The Kisby investment fund headed by former SA Post Office CEO Mark Barnes is hoping to raise as much as R5bn to support small businesses to stoke the economy.

Kisby, which offers funding solutions for SMEs, is aiming to invest in small businesses with revenue of R10m to R1bn and is eyeing spring to disburse its first tranche of cash, Barnes says.

The fund aimed to address the lack of fairly priced funding solutions for SMEs in SA, he says.

“The fund will have 20% of risk capital which we’ll raise from impact investors and we’ll leverage that up four times with debt instruments. Investors can invest in either of those pools. Our target initially for the fund will be up to R5bn in total. We’d like to be investing our first money by spring.” 

The Kisby fund is a partnership between 4AX Africa Exchange, 4AX Debt Services, media company Arena Holdings, owners of Business Day, and online credit provider Rainfin. It will provide two kinds of funding instruments, a three-year term prime interest rate loan and a CPI related loan, Barnes says.

Small to medium enterprises are part of the centre of SA’s “economic universe” which is being neglected, he says.

“In my view, the growth engine is there, not at the top level. And so we want to go find those businesses whose only constraint is access to fairly priced capital. These companies are not known. They can’t get to the capital markets at a fair price. They have to hunt around in the overpriced debt market.”

The coronavirus has added to woes of small businesses which were already struggling in SA’s declining economy. Many SMEs have succumbed to the impacts brought on by the virus with many pushed to permanent closure.

While the pandemic may have introduced a secondary problem to the plight of small to medium enterprises in SA, the fund will not only focus on businesses that have been hit by the virus, Barnes says.
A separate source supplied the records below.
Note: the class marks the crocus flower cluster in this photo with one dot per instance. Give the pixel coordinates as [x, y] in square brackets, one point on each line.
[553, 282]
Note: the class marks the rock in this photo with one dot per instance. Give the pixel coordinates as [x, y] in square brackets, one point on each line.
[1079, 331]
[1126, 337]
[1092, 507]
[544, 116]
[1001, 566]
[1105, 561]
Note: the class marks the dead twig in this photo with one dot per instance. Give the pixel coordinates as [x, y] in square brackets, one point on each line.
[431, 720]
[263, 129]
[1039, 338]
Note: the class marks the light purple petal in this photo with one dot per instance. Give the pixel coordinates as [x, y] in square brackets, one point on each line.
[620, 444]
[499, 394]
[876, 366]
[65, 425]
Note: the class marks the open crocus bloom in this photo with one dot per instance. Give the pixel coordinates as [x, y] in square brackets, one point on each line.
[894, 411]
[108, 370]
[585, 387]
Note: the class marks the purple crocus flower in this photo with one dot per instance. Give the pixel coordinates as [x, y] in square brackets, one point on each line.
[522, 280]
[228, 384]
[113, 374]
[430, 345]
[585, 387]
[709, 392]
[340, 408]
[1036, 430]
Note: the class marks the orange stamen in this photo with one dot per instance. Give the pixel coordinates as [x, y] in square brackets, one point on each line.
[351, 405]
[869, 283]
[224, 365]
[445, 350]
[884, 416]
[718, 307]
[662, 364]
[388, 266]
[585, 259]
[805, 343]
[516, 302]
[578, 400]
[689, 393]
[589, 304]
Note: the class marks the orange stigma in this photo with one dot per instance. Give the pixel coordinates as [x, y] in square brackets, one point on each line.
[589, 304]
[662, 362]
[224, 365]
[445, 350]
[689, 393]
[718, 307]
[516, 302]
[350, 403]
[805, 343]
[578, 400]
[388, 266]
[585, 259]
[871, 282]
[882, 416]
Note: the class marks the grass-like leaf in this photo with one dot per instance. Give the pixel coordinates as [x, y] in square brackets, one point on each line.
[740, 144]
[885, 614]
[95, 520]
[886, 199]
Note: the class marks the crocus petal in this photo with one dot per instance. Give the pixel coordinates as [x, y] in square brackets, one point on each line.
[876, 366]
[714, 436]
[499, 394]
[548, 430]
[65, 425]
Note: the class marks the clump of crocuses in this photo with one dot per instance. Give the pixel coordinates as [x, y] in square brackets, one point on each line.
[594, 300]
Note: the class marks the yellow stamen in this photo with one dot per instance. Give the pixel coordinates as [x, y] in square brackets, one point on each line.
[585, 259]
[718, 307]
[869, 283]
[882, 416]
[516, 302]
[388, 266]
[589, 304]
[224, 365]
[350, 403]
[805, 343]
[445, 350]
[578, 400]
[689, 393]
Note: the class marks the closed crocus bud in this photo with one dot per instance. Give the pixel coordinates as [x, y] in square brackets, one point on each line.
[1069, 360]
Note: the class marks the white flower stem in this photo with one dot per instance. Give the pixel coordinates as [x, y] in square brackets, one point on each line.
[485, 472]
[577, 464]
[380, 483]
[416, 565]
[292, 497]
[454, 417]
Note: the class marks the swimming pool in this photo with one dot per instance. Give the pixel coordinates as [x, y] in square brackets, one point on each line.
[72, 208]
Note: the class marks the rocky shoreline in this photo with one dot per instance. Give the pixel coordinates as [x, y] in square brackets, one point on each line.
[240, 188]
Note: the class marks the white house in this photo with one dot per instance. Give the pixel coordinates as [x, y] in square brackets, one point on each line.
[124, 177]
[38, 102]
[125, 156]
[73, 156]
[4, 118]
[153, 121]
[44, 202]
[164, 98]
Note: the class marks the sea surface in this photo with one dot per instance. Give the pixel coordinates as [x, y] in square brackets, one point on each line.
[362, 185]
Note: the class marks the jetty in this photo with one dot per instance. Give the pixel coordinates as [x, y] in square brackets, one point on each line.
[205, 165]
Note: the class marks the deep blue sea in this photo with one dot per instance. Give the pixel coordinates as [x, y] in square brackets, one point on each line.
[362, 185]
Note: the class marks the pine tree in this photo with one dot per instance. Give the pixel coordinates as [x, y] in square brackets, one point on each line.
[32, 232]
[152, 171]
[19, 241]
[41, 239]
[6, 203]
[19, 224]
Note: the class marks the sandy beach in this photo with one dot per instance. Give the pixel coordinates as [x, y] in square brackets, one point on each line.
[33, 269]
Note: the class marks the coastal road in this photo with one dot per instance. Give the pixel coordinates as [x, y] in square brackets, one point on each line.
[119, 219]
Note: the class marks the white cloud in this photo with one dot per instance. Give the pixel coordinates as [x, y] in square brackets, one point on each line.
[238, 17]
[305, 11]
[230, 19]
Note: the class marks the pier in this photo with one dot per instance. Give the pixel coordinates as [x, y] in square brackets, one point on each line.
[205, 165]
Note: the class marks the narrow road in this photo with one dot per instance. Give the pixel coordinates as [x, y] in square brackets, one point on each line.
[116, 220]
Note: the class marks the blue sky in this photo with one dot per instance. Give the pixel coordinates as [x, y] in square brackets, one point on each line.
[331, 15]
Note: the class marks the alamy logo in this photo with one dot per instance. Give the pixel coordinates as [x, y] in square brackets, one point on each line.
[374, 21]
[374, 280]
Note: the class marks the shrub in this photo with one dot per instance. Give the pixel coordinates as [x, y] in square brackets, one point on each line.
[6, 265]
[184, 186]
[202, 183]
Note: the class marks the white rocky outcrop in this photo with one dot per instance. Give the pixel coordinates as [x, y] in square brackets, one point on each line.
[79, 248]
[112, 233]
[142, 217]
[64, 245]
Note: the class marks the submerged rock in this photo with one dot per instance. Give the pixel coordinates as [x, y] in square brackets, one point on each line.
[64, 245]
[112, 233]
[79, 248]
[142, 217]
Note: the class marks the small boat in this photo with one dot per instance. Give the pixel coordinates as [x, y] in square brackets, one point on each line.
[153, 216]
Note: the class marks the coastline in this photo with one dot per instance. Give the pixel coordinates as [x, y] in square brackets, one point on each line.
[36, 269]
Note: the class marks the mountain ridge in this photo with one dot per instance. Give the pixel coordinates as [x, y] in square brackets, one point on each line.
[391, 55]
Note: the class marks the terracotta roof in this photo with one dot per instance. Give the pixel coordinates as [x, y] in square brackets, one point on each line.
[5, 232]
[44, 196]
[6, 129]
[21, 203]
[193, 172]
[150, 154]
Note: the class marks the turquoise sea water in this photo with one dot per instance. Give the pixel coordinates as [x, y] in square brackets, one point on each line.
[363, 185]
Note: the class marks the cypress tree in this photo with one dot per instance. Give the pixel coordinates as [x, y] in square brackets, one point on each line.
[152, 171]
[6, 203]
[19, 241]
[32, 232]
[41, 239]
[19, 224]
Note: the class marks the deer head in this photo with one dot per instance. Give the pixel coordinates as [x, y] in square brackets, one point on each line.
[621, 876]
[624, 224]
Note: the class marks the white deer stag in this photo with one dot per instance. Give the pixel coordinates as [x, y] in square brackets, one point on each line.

“We’re not just looking for businesses that have been affected by corona, we think it’s a general issue that funding SMEs at the right price is not addressed. They fall in the vacuum between being overcharged and not being looked at at all.” 

Many capital-funding solutions in the market are payroll lending ones, which are short-term loans, often with high interest rates and may not suit the growth profile of an SME.

“Other alternatives rely on a certain survival and certain death rate of the companies. We want everyone to survive. The way we get compensated is to end up with a piece of the equity to compensate us for the risk,” Barnes says.